久留島 隆史
「デジタルサイネージでの多言語同時表示レイアウトの視認性と可読性の評価」

 
 近年、国際観光客は増加傾向にあるが、日本では観光地における多言語での情報提示の不足が課題となっている。その対策のひとつに、近年普及が進むデジタルサイネージでの多言語対応が挙げられる。現在、デジタルサイネージにおける多言語対応コンテンツは、言語ごとに画面を切り替える形式であることが多い。この場合、ユーザは自分が読める言語が表示されるまで待つ必要があり不便である。

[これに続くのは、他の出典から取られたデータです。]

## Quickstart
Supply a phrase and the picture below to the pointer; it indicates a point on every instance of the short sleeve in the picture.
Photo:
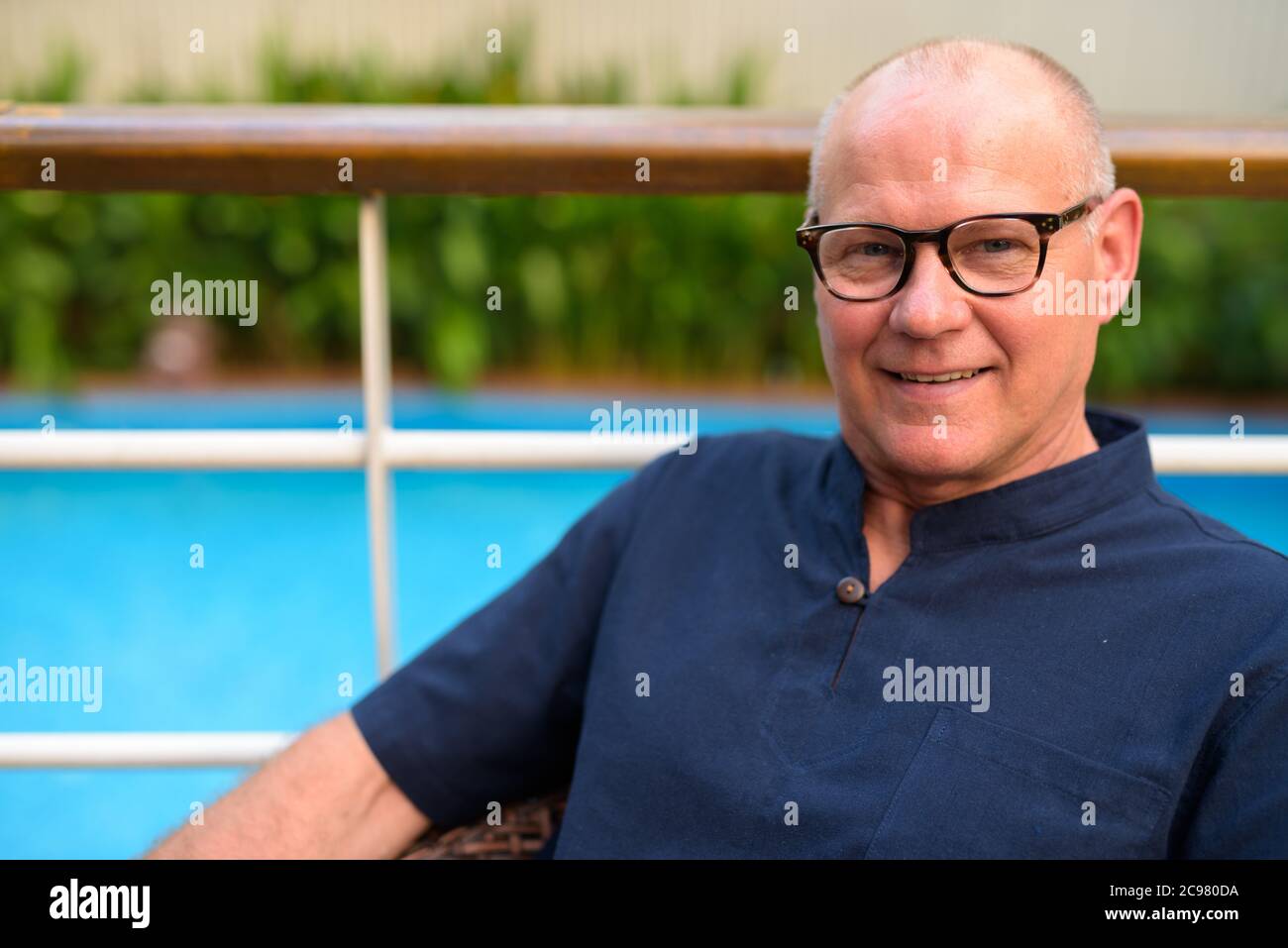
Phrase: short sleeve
(1243, 810)
(492, 708)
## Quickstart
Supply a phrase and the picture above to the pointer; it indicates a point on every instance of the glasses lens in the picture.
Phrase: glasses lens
(999, 256)
(861, 262)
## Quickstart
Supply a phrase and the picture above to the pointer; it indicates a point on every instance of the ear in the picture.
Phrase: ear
(1117, 244)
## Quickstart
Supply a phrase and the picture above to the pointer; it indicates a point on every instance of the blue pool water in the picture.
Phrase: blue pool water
(94, 571)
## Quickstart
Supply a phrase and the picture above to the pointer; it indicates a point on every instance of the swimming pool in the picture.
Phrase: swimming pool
(94, 571)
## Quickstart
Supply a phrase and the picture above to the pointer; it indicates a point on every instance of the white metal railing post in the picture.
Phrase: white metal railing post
(376, 384)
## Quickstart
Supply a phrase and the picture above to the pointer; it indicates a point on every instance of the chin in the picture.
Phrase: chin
(915, 450)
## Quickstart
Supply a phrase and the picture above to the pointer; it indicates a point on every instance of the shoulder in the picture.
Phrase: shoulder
(1219, 545)
(1227, 579)
(741, 460)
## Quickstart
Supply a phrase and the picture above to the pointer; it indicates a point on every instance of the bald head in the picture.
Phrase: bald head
(988, 85)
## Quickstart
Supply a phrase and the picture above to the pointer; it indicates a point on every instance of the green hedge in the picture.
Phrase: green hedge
(666, 286)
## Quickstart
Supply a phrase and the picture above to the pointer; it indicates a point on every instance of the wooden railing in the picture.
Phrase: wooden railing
(291, 150)
(524, 150)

そこで本研究は、1つの画面に複数の言語で同じ情報を提示する「多言語同時表示」に着目した。ただし、多言語同時表示は画面内の文字が多く見づらくなる可能性があるため、コンテンツを見やすくする制作指針の策定を本研究の目的とした。本研究では、視認性(見やすい印象を与えるか)と可読性(本文がすらすら読めるか)の2点に焦点を当て、レイアウトの異なるコンテンツを制作し、被験者実験を通じてコンテンツの見やすさを評価した。視認性の評価実験は、日本語を母語とする人と中国語を母語とする人を対象とした。実験参加者は2つのコンテンツを見比べて、より見やすいほうを二択で回答した。回答結果をもとにThurstoneの一対比較法からコンテンツの見やすさの相対的な優劣を算出し、視認性の高いレイアウトがどのようなものかを評価した。可読性の評価実験は、日本語を母語とする人を対象とした。実験参加者は観光客向けの文章を読み、その文章がどのようなカテゴリに属するかを解答した。解答時間から可読性の高いレイアウトがどのようなものかを評価した。結果として、視認性の向上には余白などを用いて全体のバランスに配慮することが、可読性の向上にはユーザの理解できる言語を見つけやすくするすることが有効であることが示された。